Alaskan cold vs. The Rest of the U.S.

In the last week I have woken up to weather between -45F and -38F, today was a relatively balmy -18F when I sauntered out of bed at 9am, hmm...must have warmed up a bit while I slept in.

I had the pleasure last week at my real job of working a couple of contractors who were wanting to test some equipment at our facility. They met me in what I would call the equivalent of sweatshirts. I asked them whether they were ready to go and they said yes. I assumed they would be putting on their coats, but apparently said sweatshirts were their winter gear. So at -40F we all jaunted up to the roof of this 8 story building, me in my nice coat, gloves, hat, and scarf, and them in, well...sweatshirts and Old Navy gloves. Those poor guys. Not only were they freezing to the point where their fingers were numb, their nose hair had stalactites, and their glasses were unusable, but they had no idea how their equipment would handle the cold either. Apparently, they had left the equipment in the car over night. Bad decision. At -40F, LCD screens freeze, and it takes a long time for them to unfreeze.

Also, extension cords are not all created equal. In arctic environments flimsy plastic cracks. You need a different kind of extension cord to get power outdoors in the winter. Trust me, this is coming from a person who has to plug in her car everywhere in the winter. When I first moved to Alaska, I thought everyone was very environmentally friendly as they all plugged in their presumably electric cars. No, turns out the plugins in all of the grocery stores, workplaces, and homes, are merely to keep the engine warm enough to start in weather colder than 20F.

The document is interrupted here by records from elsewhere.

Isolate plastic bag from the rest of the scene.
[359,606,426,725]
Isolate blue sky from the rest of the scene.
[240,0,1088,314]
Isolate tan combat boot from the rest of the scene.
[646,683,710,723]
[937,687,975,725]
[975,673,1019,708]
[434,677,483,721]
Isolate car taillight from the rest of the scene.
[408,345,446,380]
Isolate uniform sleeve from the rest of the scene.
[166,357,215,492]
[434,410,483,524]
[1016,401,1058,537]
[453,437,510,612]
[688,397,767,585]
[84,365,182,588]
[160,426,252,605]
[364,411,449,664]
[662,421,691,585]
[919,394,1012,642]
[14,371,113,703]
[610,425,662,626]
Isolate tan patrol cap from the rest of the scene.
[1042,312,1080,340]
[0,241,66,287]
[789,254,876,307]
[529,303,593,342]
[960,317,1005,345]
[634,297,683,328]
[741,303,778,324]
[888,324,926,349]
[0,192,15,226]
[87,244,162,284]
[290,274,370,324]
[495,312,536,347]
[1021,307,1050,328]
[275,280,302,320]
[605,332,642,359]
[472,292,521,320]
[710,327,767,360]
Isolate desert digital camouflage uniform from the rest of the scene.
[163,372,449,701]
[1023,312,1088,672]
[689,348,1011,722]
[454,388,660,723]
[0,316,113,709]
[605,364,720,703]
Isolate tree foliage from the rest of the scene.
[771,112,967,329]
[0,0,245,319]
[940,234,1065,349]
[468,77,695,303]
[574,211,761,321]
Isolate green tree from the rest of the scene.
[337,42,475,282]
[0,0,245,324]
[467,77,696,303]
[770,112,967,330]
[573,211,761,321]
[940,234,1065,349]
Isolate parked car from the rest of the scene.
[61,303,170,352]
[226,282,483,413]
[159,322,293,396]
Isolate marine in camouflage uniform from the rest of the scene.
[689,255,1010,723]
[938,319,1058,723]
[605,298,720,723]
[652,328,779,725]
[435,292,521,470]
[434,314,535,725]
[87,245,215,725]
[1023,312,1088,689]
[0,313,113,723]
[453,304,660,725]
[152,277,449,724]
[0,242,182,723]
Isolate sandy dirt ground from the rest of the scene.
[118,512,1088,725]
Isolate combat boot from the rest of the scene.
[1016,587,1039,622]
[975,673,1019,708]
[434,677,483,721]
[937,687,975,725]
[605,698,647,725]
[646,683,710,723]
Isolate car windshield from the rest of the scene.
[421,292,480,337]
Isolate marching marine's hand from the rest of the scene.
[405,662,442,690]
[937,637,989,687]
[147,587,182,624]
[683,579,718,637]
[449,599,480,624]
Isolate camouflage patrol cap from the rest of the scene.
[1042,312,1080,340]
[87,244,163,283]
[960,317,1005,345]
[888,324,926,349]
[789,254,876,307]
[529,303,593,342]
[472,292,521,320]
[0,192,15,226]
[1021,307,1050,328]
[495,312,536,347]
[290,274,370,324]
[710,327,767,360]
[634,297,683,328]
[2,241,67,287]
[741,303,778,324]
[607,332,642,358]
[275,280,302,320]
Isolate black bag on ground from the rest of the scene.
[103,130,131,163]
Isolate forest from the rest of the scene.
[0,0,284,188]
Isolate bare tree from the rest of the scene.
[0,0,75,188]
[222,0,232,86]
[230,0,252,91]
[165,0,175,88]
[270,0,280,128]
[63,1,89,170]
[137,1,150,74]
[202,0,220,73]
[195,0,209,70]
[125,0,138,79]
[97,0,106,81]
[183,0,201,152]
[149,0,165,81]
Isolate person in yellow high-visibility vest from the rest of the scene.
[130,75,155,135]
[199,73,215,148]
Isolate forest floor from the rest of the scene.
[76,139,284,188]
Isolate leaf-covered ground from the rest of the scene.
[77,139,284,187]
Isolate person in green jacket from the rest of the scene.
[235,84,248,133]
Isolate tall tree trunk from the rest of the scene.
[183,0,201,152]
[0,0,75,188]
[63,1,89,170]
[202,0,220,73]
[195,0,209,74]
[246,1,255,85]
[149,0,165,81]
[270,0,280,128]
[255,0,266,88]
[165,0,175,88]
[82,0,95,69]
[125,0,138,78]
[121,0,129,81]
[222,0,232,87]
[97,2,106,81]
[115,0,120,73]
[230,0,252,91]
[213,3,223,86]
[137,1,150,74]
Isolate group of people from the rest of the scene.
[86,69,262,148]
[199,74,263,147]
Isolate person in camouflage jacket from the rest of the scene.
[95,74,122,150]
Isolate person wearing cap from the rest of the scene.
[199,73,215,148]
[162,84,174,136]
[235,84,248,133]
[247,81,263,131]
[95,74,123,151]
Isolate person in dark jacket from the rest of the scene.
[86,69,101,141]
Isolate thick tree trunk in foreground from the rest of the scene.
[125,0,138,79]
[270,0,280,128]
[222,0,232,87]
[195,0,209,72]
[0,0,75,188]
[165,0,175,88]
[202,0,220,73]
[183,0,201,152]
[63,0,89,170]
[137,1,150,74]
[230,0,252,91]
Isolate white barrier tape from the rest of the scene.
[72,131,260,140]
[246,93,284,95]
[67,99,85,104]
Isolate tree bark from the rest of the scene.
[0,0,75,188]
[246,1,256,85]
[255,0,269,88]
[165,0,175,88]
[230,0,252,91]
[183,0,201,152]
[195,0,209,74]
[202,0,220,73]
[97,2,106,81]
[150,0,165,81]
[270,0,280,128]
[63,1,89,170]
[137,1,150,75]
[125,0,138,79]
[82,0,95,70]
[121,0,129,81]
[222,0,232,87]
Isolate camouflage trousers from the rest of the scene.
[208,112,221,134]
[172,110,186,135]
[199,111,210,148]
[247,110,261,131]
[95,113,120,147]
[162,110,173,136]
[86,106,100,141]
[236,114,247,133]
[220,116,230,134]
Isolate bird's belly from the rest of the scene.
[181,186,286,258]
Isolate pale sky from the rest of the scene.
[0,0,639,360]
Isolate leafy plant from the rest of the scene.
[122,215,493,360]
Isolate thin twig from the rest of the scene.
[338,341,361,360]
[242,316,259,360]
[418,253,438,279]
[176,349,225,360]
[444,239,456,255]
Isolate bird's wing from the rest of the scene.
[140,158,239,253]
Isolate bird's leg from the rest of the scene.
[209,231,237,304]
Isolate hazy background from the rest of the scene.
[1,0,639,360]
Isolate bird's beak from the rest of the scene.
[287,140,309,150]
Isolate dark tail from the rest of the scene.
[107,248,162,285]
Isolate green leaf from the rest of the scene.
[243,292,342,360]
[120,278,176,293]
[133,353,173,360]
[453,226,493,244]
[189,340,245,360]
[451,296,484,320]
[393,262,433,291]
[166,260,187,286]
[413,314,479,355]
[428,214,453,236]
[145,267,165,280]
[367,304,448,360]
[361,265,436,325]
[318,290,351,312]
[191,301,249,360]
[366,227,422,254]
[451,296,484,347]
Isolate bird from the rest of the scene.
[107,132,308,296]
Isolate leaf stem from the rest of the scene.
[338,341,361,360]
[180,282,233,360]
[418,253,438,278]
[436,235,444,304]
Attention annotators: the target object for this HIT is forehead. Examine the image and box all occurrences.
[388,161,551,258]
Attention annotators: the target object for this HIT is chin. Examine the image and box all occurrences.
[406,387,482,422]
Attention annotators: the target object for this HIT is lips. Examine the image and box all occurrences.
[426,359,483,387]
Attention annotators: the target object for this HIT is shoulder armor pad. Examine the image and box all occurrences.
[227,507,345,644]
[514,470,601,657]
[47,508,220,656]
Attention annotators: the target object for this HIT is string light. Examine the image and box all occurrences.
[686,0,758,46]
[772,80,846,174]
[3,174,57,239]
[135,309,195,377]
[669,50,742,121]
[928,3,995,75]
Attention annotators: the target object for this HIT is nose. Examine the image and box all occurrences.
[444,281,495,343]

So when anybody asks me why on earth I would apply to law school somewhere as miserable as Seattle or Chicago I tell them that the weather could only get better. I currently live in a state where for much of the year it is too cold to snow. Think about that. Chicago, phh, when the dean called me it was 20 above zero, that's warm. And Washington sate, during their cold spell was 30. In Fairbanks Alaska, when it hits 20 above on a regular basis in the Spring, people start breaking out their shorts. This is part of the reason why Texas is not being considered as a law school destination and why hubby is only considering Arizona because of the proximity it has to his numerous male relatives, all of which have boats for his water-skiing pleasure.